Mr. Jim Murphy: Most public appointments are not pensionable. Where an appointee receives remuneration and has executive responsibilities he or she may be provided with a pension. It is the responsibility of individual Departments to set the terms and conditions for their own appointments, including pension entitlement. The publication from Her Majesty's Treasury's 'Board Members anvd Public Appointees: Pension and Compensation Guidance Notes' sets out the points that departments need to consider when making any pension arrangements for such appointments. The guidance is available on Her Majesty's Treasury's website at www.hm-treasury.gov.uk./media/36F/03/pensions_board_mem_230604.pdf
Mr. Drew: To ask the Secretary of State for Foreign and Commonwealth Affairs if he will make a statement on current levels of inter-community violence in Bangladesh, with particular reference to the Muslim and Hindu communities 
Dr. Howells: The Government of Bangladesh has assured us of its commitment to safeguard the rights and freedoms of all its citizens, and we welcome this. There are, however, continuing concerns about the situation of religious minorities in Bangladesh and acts of repression against them and indigenous groups. In 2005, there were reports of attacks on Hindus and Ahmadiyyas, ranging from serious crimes such as murder and grievous bodily harm, to public order offences and criminal damage. I raised these concerns with the authorities when I visited Bangladesh in November 2005.

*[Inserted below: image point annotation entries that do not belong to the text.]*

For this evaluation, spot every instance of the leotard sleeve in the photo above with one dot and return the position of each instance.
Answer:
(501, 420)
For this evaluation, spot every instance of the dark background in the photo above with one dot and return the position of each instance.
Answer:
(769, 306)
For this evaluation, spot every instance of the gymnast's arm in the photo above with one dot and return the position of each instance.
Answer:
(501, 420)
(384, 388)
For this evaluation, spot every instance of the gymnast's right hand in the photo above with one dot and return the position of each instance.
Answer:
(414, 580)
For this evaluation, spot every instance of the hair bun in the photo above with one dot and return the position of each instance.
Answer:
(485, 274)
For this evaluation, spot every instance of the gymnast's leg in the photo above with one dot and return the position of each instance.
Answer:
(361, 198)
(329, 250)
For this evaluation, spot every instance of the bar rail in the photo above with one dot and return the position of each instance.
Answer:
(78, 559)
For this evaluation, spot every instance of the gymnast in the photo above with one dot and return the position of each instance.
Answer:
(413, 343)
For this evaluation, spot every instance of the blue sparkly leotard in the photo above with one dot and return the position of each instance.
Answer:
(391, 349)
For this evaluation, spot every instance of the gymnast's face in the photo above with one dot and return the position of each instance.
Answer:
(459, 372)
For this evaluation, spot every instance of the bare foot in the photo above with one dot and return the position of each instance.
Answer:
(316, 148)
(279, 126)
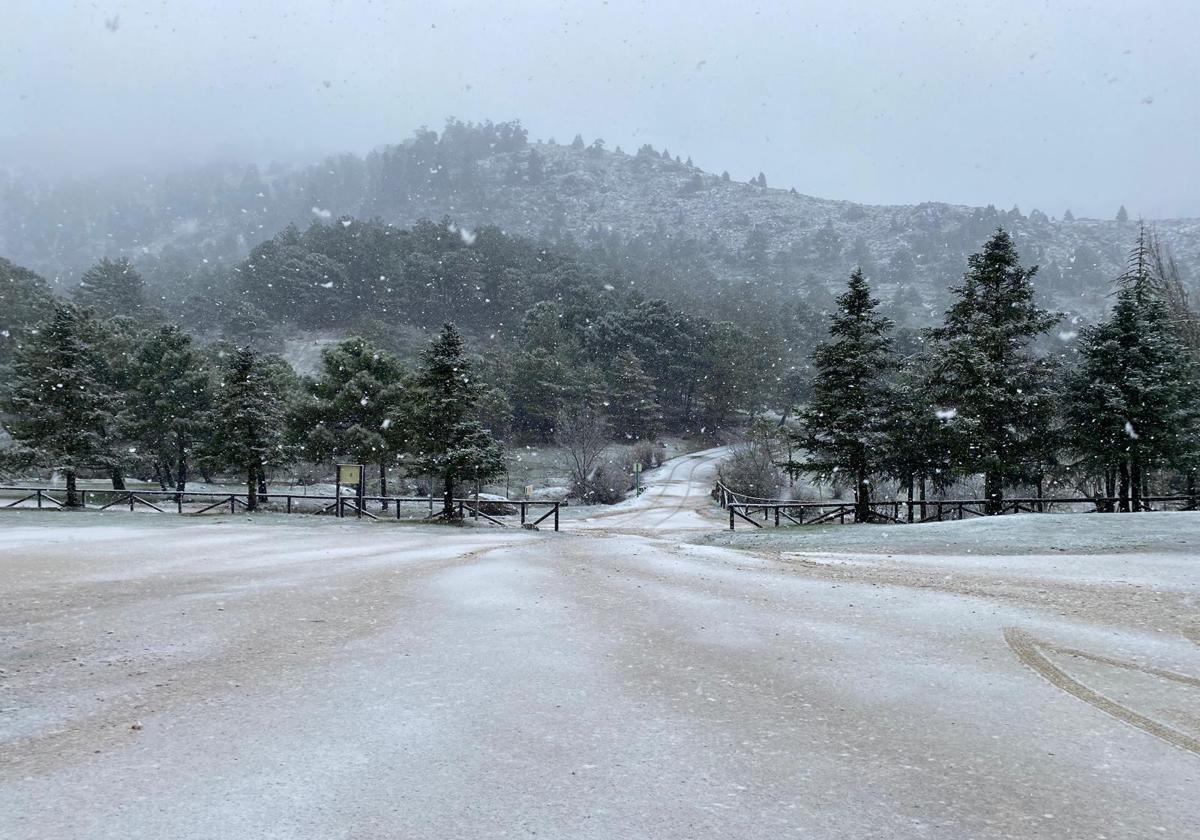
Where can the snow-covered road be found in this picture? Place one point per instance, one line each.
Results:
(173, 678)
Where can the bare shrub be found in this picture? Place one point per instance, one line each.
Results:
(585, 438)
(606, 485)
(751, 471)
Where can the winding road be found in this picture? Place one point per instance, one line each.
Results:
(640, 675)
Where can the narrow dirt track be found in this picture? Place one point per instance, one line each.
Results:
(295, 678)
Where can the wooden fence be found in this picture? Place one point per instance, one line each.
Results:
(780, 511)
(204, 502)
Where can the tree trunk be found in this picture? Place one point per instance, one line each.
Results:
(180, 469)
(994, 493)
(448, 498)
(1123, 486)
(862, 498)
(72, 492)
(252, 487)
(1135, 484)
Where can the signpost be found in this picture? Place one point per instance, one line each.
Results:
(351, 475)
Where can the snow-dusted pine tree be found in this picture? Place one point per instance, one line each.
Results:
(448, 439)
(112, 287)
(1133, 400)
(355, 407)
(633, 409)
(61, 406)
(251, 406)
(844, 426)
(171, 413)
(989, 384)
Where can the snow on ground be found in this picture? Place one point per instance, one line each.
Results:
(629, 677)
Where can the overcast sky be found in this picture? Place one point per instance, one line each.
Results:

The High Commission in Dhaka closely monitors incidents of religious persecution and intolerance and regularly lobbies ministers and officials on these issues. Both bilaterally and with our EU partners we shall continue to encourage the Government of Bangladesh to meet its constitutional and international obligations on human rights.
Most recently, in December, the High Commissioner directly lobbied the Bangladeshi Foreign Minister, Morshed Khan, about a potentially violent demonstration against the Ahmadiyyas from the International Khatme Nabuwat Movement. The Bangladeshi authorities did respond effectively, preventing violence on this occasion.